ABSTRACT

Suppose that by some method we have already picked p variables, where p may be zero, out of k variables available to include in our predictor subset. If the remaining variables contain no further information which is useful for predicting the response variable, then we should certainly not include any more. But how do we know when the remaining variables contain no further information? In general, we do not; we can only apply tests and take gambles based upon the outcome of those tests. The simplest such test known to the author is that of augmenting the set

of predictor variables with one or more artificial variables whose values are produced using a random number generator. When the selection procedure first picks one of these artificial variables, the procedure is stopped and we go back to the last subset containing none of the artificial variables. Let us suppose that we have reached the stage in a selection procedure when there is no useful information remaining (though we would not know this in a real case), and that there are 10 remaining variables plus one artificial variable. A priori the chance that the artificial variable will be selected next is then 1 in 11. Hence it is likely that several useless variables will be added before the artificial variable is chosen.

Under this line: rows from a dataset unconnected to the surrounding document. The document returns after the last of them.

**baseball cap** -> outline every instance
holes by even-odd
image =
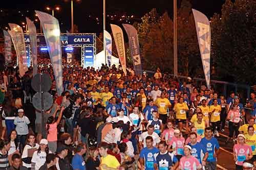
[[[18,113],[24,112],[24,110],[23,110],[23,109],[19,109],[18,110]]]
[[[68,149],[68,147],[67,147],[63,144],[60,144],[59,145],[58,145],[58,146],[57,147],[56,152],[57,153],[60,153],[63,150]]]
[[[48,144],[48,141],[46,139],[41,139],[41,140],[40,140],[39,144]]]

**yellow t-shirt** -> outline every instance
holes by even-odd
[[[205,117],[203,114],[203,121],[205,122],[206,120],[207,120],[207,117]],[[195,123],[195,122],[197,121],[197,114],[195,114],[192,116],[192,117],[191,117],[190,119],[190,122],[191,123]]]
[[[101,161],[99,167],[101,165],[105,164],[108,167],[113,168],[116,168],[120,166],[119,162],[116,159],[116,157],[111,155],[107,155],[105,157],[101,157]],[[106,170],[106,169],[101,167],[101,170]]]
[[[188,110],[188,107],[185,103],[180,104],[176,103],[174,105],[174,110],[176,111],[176,118],[180,119],[186,119],[187,116],[186,111]]]
[[[203,106],[199,106],[199,108],[202,110],[202,113],[206,117],[206,120],[209,120],[209,112],[210,112],[210,108],[209,106],[204,107]]]
[[[244,124],[239,128],[238,131],[244,132],[244,135],[246,135],[248,134],[248,127],[249,126],[248,124]],[[256,134],[256,125],[253,125],[253,128],[254,128],[254,134]]]
[[[93,99],[94,105],[97,105],[99,103],[99,102],[96,102],[96,101],[98,100],[98,99],[100,99],[99,93],[97,91],[95,91],[95,92],[91,91],[91,94],[92,94],[92,98]]]
[[[204,137],[204,129],[205,129],[205,123],[204,121],[202,121],[202,123],[199,124],[197,120],[194,122],[194,126],[197,128],[197,133],[202,138]]]
[[[214,110],[215,110],[214,112]],[[216,106],[215,106],[214,105],[210,106],[210,112],[211,113],[211,114],[210,115],[211,122],[216,122],[221,120],[221,117],[220,116],[221,111],[221,106],[219,105],[217,105]]]
[[[166,114],[167,109],[172,105],[169,100],[166,98],[157,98],[155,103],[156,105],[158,107],[159,114]]]
[[[252,136],[250,136],[249,134],[245,135],[245,143],[249,144],[251,147],[251,150],[252,151],[252,155],[256,155],[256,134],[253,134]]]
[[[113,93],[110,91],[109,91],[108,93],[103,92],[101,98],[102,100],[102,105],[106,107],[106,102],[113,96]]]

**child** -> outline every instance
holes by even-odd
[[[52,116],[50,116],[48,118],[47,124],[46,124],[47,140],[49,142],[48,146],[50,150],[53,153],[55,153],[57,149],[57,127],[60,122],[62,113],[65,109],[65,107],[62,106],[60,110],[60,113],[59,114],[59,116],[58,117],[58,119],[56,122],[54,122],[56,113],[56,112],[55,112]]]

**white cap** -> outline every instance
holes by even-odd
[[[24,110],[23,110],[23,109],[19,109],[18,110],[18,113],[24,112]]]
[[[40,140],[40,143],[39,144],[48,144],[48,141],[46,139],[41,139],[41,140]]]
[[[112,118],[109,116],[106,119],[106,123],[111,123],[112,120]]]
[[[180,133],[180,130],[179,129],[175,129],[174,131],[174,132],[175,133]]]
[[[185,145],[184,146],[184,148],[187,148],[189,149],[189,150],[191,151],[192,150],[192,148],[191,148],[190,146],[189,146],[189,145]]]
[[[246,138],[245,137],[245,136],[244,136],[244,135],[243,134],[239,134],[239,135],[238,135],[238,138],[239,137],[243,137],[243,138],[244,138],[244,139],[246,139]]]

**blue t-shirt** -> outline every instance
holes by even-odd
[[[147,120],[151,120],[153,118],[152,112],[154,110],[157,111],[157,107],[156,106],[151,106],[147,105],[144,108],[143,112],[145,114],[145,117]]]
[[[206,152],[205,148],[200,143],[197,142],[195,145],[192,145],[190,143],[188,143],[191,148],[191,155],[198,160],[199,162],[202,164],[202,160],[203,160],[204,155]]]
[[[106,111],[109,115],[115,117],[117,116],[117,111],[119,108],[119,107],[117,104],[113,105],[112,103],[109,103],[106,106]]]
[[[74,169],[86,170],[86,162],[81,155],[75,154],[72,159],[72,167]]]
[[[210,162],[216,162],[216,158],[214,157],[214,154],[215,153],[215,149],[220,148],[217,139],[214,137],[212,137],[210,140],[207,140],[204,137],[201,140],[200,143],[206,148],[206,152],[208,152],[209,154],[207,161]]]
[[[154,156],[159,170],[169,170],[169,167],[172,166],[173,164],[179,161],[174,154],[167,151],[164,154],[157,153]]]
[[[156,163],[154,155],[159,152],[156,147],[152,149],[144,148],[140,153],[140,158],[144,159],[145,170],[154,170],[154,164]]]

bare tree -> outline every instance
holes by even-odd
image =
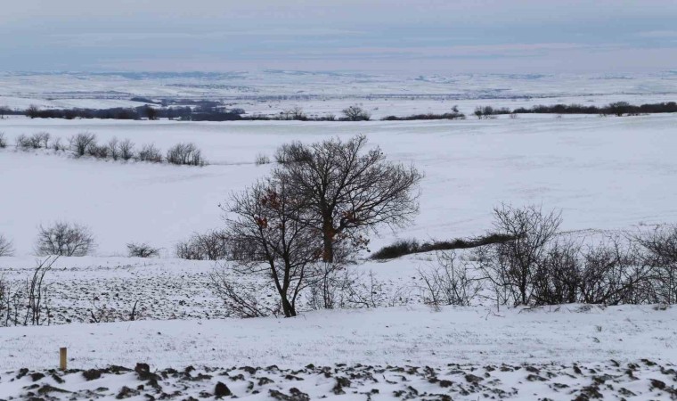
[[[146,143],[143,145],[137,157],[139,161],[150,161],[151,163],[162,162],[162,154],[153,143]]]
[[[40,256],[85,256],[94,248],[94,237],[89,228],[77,224],[57,222],[52,226],[40,225],[36,252]]]
[[[77,134],[70,138],[70,151],[77,157],[85,156],[87,148],[96,144],[96,135],[87,132]]]
[[[52,270],[52,266],[59,257],[48,257],[33,271],[33,275],[26,280],[27,307],[24,316],[24,325],[38,326],[49,324],[52,319],[50,313],[49,284],[45,282],[45,275]]]
[[[308,119],[308,116],[306,115],[306,113],[303,111],[303,109],[301,109],[299,106],[292,107],[291,109],[287,109],[280,113],[280,119],[296,119],[298,121],[306,121]]]
[[[159,248],[153,248],[145,242],[130,242],[126,247],[130,258],[152,258],[159,255]]]
[[[493,209],[493,232],[514,240],[478,249],[479,267],[491,281],[499,304],[529,305],[535,269],[557,233],[561,213],[502,205]]]
[[[150,105],[146,104],[145,107],[143,107],[143,114],[146,115],[148,119],[154,121],[158,119],[159,112],[156,109],[151,107]]]
[[[269,277],[287,317],[297,315],[309,266],[322,257],[321,242],[304,223],[304,200],[290,191],[292,185],[283,176],[268,178],[233,194],[222,207],[229,213],[226,234],[233,248],[249,250],[233,268],[241,274]]]
[[[40,117],[40,109],[35,104],[31,104],[26,109],[26,115],[31,119]]]
[[[368,232],[404,226],[418,213],[422,174],[387,161],[379,147],[365,151],[366,144],[366,136],[357,135],[278,150],[276,159],[285,163],[273,176],[304,200],[306,212],[298,217],[322,239],[325,262],[365,248]]]
[[[371,115],[362,107],[354,104],[343,110],[343,115],[348,121],[369,121]]]
[[[167,151],[167,162],[187,166],[206,164],[200,149],[193,143],[177,143]]]
[[[108,154],[110,155],[110,158],[112,158],[113,160],[117,160],[120,158],[120,148],[118,138],[113,137],[108,141],[106,147],[108,148]]]
[[[129,139],[120,142],[119,150],[120,159],[126,161],[134,158],[134,143]]]
[[[14,247],[12,241],[0,234],[0,257],[14,256]]]

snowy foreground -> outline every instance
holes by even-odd
[[[675,327],[674,308],[567,305],[7,328],[0,398],[199,398],[221,382],[253,399],[670,399]]]

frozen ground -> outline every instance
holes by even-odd
[[[67,219],[89,225],[100,256],[149,241],[171,255],[176,241],[222,225],[218,204],[265,175],[257,154],[293,140],[365,134],[394,160],[426,174],[420,215],[394,236],[446,239],[491,228],[501,202],[563,209],[565,230],[629,229],[677,220],[677,116],[523,117],[412,122],[184,123],[175,121],[0,120],[10,143],[40,131],[65,138],[83,131],[167,150],[194,142],[211,165],[170,167],[75,160],[64,154],[0,150],[0,233],[19,256],[32,252],[39,225]]]
[[[416,307],[6,328],[0,394],[209,397],[222,382],[253,399],[669,399],[677,394],[676,319],[675,309],[650,307]],[[76,370],[47,371],[59,347]]]
[[[180,370],[110,366],[66,372],[7,372],[0,391],[48,399],[247,398],[425,400],[674,399],[675,369],[648,359],[570,365],[524,364],[433,366],[307,364],[298,369],[192,365]],[[42,399],[42,398],[41,398]]]

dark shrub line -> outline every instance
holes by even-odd
[[[31,119],[170,119],[184,121],[370,121],[371,116],[368,111],[357,105],[346,108],[341,111],[343,117],[334,114],[324,116],[308,116],[299,107],[294,107],[281,111],[278,115],[266,116],[263,114],[245,115],[242,109],[224,110],[223,106],[214,102],[191,107],[151,107],[150,105],[136,108],[116,107],[111,109],[49,109],[40,110],[30,106],[26,110],[11,110],[5,109],[6,115],[23,115]],[[531,108],[519,107],[510,110],[507,107],[494,108],[492,106],[477,106],[473,114],[477,119],[491,119],[502,114],[599,114],[603,116],[638,115],[646,113],[674,113],[677,112],[677,102],[667,102],[660,103],[646,103],[639,106],[627,102],[616,102],[607,106],[584,106],[582,104],[552,104],[535,105]],[[387,116],[382,121],[409,121],[426,119],[465,119],[465,114],[460,112],[454,106],[452,111],[445,113],[421,113],[410,116]]]
[[[494,243],[508,242],[514,239],[514,237],[510,235],[488,233],[476,238],[456,238],[452,241],[435,241],[432,242],[423,242],[422,244],[420,244],[419,241],[414,239],[399,240],[391,245],[387,245],[377,250],[371,254],[370,258],[374,260],[385,260],[414,253],[430,252],[433,250],[466,250]]]
[[[76,158],[91,156],[94,159],[112,159],[113,160],[135,160],[151,163],[167,162],[177,166],[202,167],[208,164],[202,157],[201,151],[194,143],[177,143],[172,146],[167,151],[167,155],[163,157],[159,149],[153,143],[145,143],[138,151],[135,151],[135,143],[129,139],[120,142],[117,138],[112,138],[107,143],[99,144],[96,142],[96,135],[88,132],[71,136],[66,145],[61,144],[61,138],[54,138],[50,142],[51,138],[52,136],[45,132],[32,135],[20,135],[15,139],[16,149],[22,151],[31,149],[53,149],[55,151],[70,151]],[[6,140],[4,135],[0,133],[0,148],[6,147]]]

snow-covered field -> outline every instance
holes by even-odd
[[[50,80],[45,76],[4,75],[0,76],[0,82],[6,84],[0,105],[11,100],[12,107],[37,101],[44,101],[40,104],[45,107],[131,106],[127,94],[194,98],[232,91],[241,96],[239,104],[249,104],[248,112],[301,104],[322,114],[336,113],[356,102],[355,94],[378,93],[374,88],[379,86],[392,89],[392,83],[383,78],[341,76],[332,78],[335,84],[327,89],[325,102],[245,99],[249,92],[241,86],[244,81],[251,84],[253,93],[273,95],[288,94],[299,80],[309,81],[307,91],[317,94],[328,79],[268,74],[283,77],[278,78],[280,86],[268,84],[264,90],[255,76],[247,74],[234,76],[233,80],[241,81],[237,86],[220,89],[197,86],[201,80],[187,87],[176,86],[186,82],[171,79],[156,79],[157,85],[149,86],[137,78],[59,76]],[[453,84],[445,79],[406,81],[398,90],[445,94],[440,86]],[[502,102],[488,104],[518,107],[560,101],[649,102],[674,100],[677,93],[671,74],[639,80],[473,79],[461,80],[465,92],[460,92],[458,102],[374,102],[367,108],[378,116],[441,111],[455,103],[469,112],[487,99]],[[501,91],[494,89],[516,79],[521,86],[516,85],[504,98],[496,97]],[[354,87],[346,86],[351,80]],[[36,89],[45,82],[50,86]],[[591,86],[567,91],[562,89],[563,82]],[[107,93],[114,86],[126,87],[124,96],[87,99],[94,92]],[[480,94],[479,89],[487,87],[494,97]],[[84,94],[85,89],[90,94]],[[533,97],[520,99],[519,94]],[[543,102],[539,94],[551,97]],[[53,139],[65,142],[85,131],[95,134],[100,142],[129,138],[137,146],[153,143],[163,151],[179,142],[192,142],[209,165],[102,161],[13,146],[14,138],[22,134],[48,132]],[[93,256],[59,259],[46,277],[53,294],[52,323],[59,324],[0,329],[0,399],[210,397],[218,382],[238,397],[280,400],[324,396],[363,400],[677,397],[677,309],[673,307],[567,305],[497,310],[485,305],[435,311],[421,305],[415,291],[416,270],[433,258],[420,254],[386,263],[363,261],[355,266],[372,272],[391,294],[403,287],[413,289],[408,306],[237,320],[224,317],[221,300],[209,290],[213,262],[173,258],[177,241],[222,226],[218,205],[229,193],[273,167],[256,165],[258,154],[272,156],[279,145],[294,140],[309,143],[355,134],[366,135],[391,160],[413,163],[426,174],[420,214],[412,226],[374,235],[372,250],[396,238],[424,241],[481,234],[491,228],[492,208],[501,202],[561,209],[565,231],[633,230],[674,223],[675,115],[360,123],[12,117],[0,119],[0,133],[11,143],[0,149],[0,234],[12,240],[16,248],[15,257],[0,258],[0,275],[21,283],[30,274],[40,225],[59,220],[86,225],[98,244]],[[126,258],[126,244],[131,241],[161,247],[160,258]],[[94,303],[127,313],[137,301],[142,320],[83,323],[89,320]],[[75,370],[50,372],[57,366],[60,347],[68,347],[69,367]],[[137,363],[149,364],[150,372]],[[94,371],[87,373],[88,381],[79,370],[90,369]]]
[[[673,222],[677,187],[677,116],[523,117],[518,119],[412,122],[190,123],[175,121],[0,120],[10,143],[21,134],[53,137],[89,131],[162,150],[193,142],[204,168],[76,160],[64,154],[0,150],[0,233],[29,255],[39,225],[56,220],[89,225],[100,256],[124,254],[130,241],[172,253],[176,241],[222,225],[218,205],[265,175],[257,154],[282,143],[365,134],[394,160],[426,174],[420,215],[395,236],[447,239],[491,228],[501,202],[563,209],[565,230],[628,229]]]

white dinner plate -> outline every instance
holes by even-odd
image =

For this method to be useful and cause the procedure to stop at about the right place, we need a large number of artificial variables, say of the same order as the number of real variables. This immediately makes the idea much less attractive; doubling the number of variables increases the amount of computation required by a much larger factor. In Table 4.1, the RSS’s are shown for the five best-fitting subsets of 2,

3, 4 and 5 variables for the four data sets used in examples in section 3.10. The name ‘CLOUDS’ indicates the cloud-seeding data. The numbers of added variables were:

CLOUDS 5, STEAM 9, DETROIT 11 and POLLUTE 10.